I am an undergraduate student working on some projects using probit regression. I have a question on dummy variables that I was hoping someone could help me with (which I think stems from an incomplete understanding of the theroy).
I am using SAS to create a probit model (also logit models) for a binary dependent variable. The first explanatory parameter I added to the model turned out to be significant (p-value <0.05), as I expected based on my intuition of the hypothesis. I then added a set of 25 binary dummy variables, which each represented one single qualitative variable that had 25 possible values. (example: 25 ice cream flavors, 1st dummy variable: chocolate (y/n)? 2nd: mint (y/n)?. Note, there are no combinations. You can't have chocolate AND mint, only choclate OR mint)
When I ran the model with my first explanatory variable and all the dummy variables, not a single dummy variable came up significant. I then re-ran the model, but instead of including all the dummy variables, I included the ones I thought should have been significant (this was 3 of them). When I ran the model with my first parameter and the 3 dummy variables, they were all significant!
I don't understand why I am getting this behaivor... and also what it means for the model. Is it bad practice if I only include the 3 dummy variables, because I know they are significant? Should I try every possible combination of the 25 variables to see which has the most significant variables (may be computationally impossible...)? Should I consider none of them significant because of the initial run?
(By the way, I have ~10,000 observations in my sample.)

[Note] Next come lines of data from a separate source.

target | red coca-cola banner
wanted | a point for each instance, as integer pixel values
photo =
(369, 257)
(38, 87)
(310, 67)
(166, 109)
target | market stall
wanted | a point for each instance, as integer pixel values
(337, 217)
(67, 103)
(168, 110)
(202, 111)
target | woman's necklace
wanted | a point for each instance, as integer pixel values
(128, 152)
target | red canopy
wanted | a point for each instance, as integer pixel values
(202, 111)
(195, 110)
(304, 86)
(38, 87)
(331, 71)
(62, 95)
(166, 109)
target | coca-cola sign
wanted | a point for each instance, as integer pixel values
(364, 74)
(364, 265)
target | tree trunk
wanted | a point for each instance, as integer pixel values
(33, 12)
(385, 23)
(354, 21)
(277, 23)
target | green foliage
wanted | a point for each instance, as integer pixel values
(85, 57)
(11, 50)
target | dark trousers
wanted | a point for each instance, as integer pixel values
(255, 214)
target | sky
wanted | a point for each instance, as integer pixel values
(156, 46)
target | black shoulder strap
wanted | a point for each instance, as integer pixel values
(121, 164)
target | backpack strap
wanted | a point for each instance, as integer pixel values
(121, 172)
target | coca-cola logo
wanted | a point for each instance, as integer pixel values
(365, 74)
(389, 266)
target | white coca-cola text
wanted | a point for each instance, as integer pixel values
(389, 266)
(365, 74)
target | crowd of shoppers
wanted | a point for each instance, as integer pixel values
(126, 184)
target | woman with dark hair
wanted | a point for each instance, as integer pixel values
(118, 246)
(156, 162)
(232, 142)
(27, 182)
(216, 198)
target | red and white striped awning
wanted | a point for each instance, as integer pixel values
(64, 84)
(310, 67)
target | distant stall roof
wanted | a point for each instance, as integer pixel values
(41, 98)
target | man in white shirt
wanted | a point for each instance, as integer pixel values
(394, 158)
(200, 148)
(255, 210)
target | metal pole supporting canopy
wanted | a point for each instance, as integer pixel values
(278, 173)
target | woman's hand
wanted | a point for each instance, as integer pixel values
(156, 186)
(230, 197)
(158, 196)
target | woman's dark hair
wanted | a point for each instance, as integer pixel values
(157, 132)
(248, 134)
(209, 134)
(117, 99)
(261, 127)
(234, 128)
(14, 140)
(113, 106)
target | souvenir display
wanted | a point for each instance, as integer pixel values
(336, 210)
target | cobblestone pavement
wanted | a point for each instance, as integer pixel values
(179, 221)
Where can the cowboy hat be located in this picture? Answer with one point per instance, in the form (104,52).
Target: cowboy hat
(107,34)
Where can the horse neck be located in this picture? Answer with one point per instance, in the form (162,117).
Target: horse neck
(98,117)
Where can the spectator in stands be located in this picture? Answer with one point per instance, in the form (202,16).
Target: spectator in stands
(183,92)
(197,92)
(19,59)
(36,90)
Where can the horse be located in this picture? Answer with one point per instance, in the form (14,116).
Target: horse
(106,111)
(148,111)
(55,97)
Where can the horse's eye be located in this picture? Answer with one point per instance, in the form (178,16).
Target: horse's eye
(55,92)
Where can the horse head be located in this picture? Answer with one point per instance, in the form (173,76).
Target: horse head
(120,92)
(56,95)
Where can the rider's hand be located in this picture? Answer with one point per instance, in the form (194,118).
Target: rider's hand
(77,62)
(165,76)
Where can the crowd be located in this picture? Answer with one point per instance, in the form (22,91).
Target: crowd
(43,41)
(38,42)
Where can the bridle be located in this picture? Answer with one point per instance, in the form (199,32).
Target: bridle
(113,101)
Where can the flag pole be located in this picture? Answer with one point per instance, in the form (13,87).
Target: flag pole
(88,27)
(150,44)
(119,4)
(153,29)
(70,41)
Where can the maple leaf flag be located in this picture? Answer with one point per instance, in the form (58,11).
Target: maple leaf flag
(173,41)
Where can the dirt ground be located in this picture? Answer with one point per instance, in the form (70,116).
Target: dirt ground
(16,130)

With dummy variables, everything is relative to the omitted group. So lets say in the first regression, you included all categories of 1-24, if none are significant, it suggests that you cannot tell the difference between those values and the value for the 25th category. This could, for example, be a function of the implied coefficient for the 25th category being very noisy and you are unable to get a precise estimate.
In your second regression, your omitted category is now, "everything that is not one the three main values". This is obviously a much different reference group.
In one of your comments, you said "If I included 1-24, no difference... but if I included 2-25, I got great results." But, this does not make sense. The results should be the same. Here's how to see this. First, run the the regression including 1-24. Note the coefficient and p-value on type 2. Then run the regression with 2-25. Now, test the difference between the coefficients on type 25 and type 2. It should be the same as the test on type 2 in the previous case.